The Consolidated Omnibus Budget Reconciliation Act, or COBRA, allows a spouse who was formerly covered under her ex-husband’s plan to obtain coverage from the same insurance company. However, COBRA can be expensive since the spouse losing eligibility must pay the full amount of the premiums -- with no contributions from her former spouse’s employer. The spouse electing COBRA coverage must notify the health plan administrator no later than 60 days after the divorce is final, and coverage is only available for up to 36 months.
When New York courts calculate alimony payments, they don’t use a set formula. Instead, they consider a list of factors to determine whether alimony should be paid and, if so, how much is appropriate. One of the factors the court considers is one spouse’s loss of health insurance benefits because of the divorce and the cost of obtaining replacement insurance. Thus, a spouse may receive a higher alimony award if she loses health insurance coverage because of the divorce.
A couple’s marital settlement agreement or divorce decree can address the issue of health insurance, providing that one spouse purchase and maintain an individual insurance plan for the other spouse. The agreement or decree could also state one spouse must contribute a certain amount of money toward the other spouse’s individual plan or COBRA payments. In New York, health insurance payments from one spouse to the other can only extend for as long as the paying spouse is obligated to pay alimony or other award to the receiving spouse.

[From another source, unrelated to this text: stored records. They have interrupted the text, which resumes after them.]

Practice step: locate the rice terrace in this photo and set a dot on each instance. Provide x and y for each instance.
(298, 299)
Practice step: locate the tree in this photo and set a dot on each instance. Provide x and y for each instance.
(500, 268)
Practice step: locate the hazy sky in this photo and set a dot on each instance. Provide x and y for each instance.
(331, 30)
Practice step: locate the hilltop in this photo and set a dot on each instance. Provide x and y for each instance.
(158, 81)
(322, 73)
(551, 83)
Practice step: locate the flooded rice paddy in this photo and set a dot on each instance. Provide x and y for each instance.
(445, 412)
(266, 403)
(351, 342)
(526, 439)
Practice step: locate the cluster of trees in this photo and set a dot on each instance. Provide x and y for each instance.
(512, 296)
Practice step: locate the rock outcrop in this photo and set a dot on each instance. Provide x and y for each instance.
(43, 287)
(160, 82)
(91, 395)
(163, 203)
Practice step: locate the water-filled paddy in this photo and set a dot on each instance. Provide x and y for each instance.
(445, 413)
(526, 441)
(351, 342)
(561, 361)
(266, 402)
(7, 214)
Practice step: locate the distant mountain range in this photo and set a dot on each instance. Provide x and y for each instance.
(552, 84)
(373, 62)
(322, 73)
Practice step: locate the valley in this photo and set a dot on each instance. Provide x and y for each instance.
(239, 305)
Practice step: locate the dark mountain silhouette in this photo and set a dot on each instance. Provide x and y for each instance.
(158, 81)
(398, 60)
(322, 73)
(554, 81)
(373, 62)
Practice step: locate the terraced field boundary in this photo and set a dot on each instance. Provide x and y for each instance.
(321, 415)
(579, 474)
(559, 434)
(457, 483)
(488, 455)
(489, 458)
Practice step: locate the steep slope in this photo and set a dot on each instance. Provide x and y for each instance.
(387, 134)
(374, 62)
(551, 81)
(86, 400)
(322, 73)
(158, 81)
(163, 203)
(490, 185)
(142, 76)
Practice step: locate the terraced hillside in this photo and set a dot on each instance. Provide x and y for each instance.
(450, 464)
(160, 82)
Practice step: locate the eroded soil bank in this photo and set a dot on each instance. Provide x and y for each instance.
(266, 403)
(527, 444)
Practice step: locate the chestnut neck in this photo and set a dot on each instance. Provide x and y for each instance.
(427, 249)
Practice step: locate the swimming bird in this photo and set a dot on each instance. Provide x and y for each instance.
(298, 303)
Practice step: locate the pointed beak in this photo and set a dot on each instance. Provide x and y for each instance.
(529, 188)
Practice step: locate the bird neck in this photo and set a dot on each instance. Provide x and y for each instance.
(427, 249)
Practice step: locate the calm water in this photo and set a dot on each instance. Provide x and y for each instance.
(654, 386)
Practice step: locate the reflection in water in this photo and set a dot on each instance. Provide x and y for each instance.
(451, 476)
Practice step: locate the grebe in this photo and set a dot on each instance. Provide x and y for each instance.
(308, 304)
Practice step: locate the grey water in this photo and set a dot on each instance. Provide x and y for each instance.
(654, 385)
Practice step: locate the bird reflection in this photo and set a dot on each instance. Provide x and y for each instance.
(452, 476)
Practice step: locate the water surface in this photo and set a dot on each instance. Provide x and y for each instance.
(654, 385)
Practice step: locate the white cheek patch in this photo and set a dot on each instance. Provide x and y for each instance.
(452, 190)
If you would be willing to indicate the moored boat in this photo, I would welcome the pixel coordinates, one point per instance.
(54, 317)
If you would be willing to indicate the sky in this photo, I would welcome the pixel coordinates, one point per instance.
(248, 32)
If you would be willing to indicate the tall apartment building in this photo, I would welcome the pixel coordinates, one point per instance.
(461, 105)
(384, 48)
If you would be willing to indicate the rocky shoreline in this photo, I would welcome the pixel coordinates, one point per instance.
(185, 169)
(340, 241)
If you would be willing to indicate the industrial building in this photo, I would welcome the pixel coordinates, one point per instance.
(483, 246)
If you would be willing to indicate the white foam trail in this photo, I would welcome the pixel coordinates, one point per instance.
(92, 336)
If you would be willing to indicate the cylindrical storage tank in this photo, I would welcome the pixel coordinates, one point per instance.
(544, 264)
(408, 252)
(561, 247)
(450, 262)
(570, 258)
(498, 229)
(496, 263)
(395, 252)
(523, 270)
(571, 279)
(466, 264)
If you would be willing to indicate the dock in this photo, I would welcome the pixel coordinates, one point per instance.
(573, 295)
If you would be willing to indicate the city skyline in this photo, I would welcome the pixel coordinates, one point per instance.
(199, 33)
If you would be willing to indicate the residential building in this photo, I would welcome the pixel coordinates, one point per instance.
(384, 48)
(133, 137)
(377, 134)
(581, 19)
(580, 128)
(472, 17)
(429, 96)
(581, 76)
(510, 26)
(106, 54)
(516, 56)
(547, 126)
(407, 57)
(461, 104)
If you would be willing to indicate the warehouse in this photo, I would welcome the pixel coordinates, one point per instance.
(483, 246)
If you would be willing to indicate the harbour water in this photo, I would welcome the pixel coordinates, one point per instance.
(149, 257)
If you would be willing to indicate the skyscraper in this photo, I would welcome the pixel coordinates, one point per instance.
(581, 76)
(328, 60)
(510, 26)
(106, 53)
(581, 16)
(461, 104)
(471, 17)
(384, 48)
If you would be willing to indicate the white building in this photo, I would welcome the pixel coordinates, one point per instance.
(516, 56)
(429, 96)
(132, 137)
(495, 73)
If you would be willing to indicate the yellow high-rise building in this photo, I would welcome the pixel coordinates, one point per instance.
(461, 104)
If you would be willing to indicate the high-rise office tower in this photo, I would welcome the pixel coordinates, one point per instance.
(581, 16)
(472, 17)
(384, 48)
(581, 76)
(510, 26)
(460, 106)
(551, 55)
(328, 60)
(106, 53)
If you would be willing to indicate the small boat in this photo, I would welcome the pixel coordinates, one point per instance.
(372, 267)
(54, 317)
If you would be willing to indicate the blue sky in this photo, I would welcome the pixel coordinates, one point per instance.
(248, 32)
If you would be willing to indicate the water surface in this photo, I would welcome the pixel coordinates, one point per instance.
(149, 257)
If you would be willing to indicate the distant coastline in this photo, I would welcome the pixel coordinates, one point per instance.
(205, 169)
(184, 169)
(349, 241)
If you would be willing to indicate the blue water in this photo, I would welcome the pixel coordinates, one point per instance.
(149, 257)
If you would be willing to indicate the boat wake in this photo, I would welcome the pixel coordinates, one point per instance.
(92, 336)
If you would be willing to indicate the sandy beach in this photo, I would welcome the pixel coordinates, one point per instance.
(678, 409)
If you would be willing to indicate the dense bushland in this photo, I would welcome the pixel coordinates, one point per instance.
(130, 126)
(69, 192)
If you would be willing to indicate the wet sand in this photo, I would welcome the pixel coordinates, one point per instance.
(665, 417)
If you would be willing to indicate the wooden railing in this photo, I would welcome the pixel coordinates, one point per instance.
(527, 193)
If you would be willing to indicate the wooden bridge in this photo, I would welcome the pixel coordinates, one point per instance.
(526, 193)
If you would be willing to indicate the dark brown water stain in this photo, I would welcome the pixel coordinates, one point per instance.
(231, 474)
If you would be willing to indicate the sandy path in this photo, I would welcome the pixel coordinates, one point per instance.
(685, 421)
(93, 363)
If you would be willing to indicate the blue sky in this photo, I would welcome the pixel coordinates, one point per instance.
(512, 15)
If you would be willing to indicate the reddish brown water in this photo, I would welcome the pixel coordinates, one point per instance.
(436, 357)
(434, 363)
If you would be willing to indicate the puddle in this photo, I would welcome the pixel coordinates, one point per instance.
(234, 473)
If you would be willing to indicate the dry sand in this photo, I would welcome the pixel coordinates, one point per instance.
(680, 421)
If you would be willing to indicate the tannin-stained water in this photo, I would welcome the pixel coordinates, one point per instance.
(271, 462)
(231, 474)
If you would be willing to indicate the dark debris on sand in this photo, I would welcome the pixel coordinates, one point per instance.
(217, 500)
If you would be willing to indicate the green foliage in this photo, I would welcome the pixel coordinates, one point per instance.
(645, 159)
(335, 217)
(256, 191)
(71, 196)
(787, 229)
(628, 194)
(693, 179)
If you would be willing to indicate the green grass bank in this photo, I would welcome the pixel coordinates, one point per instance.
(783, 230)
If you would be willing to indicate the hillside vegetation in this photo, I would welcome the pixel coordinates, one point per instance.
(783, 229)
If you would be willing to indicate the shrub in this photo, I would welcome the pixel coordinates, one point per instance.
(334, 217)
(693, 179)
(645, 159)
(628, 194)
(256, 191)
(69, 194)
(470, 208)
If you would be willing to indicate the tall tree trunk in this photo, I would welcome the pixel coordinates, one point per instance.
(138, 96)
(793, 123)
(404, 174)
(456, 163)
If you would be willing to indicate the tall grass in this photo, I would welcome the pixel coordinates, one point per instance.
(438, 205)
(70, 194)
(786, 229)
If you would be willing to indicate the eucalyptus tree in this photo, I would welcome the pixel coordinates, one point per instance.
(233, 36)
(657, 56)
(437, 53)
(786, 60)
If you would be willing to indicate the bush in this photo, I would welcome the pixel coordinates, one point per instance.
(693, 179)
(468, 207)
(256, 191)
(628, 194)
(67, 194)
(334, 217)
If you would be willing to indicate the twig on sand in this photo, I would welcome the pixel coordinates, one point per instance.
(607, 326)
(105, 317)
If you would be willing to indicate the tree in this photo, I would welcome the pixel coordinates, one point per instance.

Children do not typically lose health insurance at divorce since they remain eligible as the child of either parent. New York statutes create an obligation for each parent to contribute to the cost of health insurance based on a prorated amount as part of the child support determination. If a noncustodial parent is required to pay health insurance for a child, he is only required to pay insurance costs as long as he is paying child support for that child.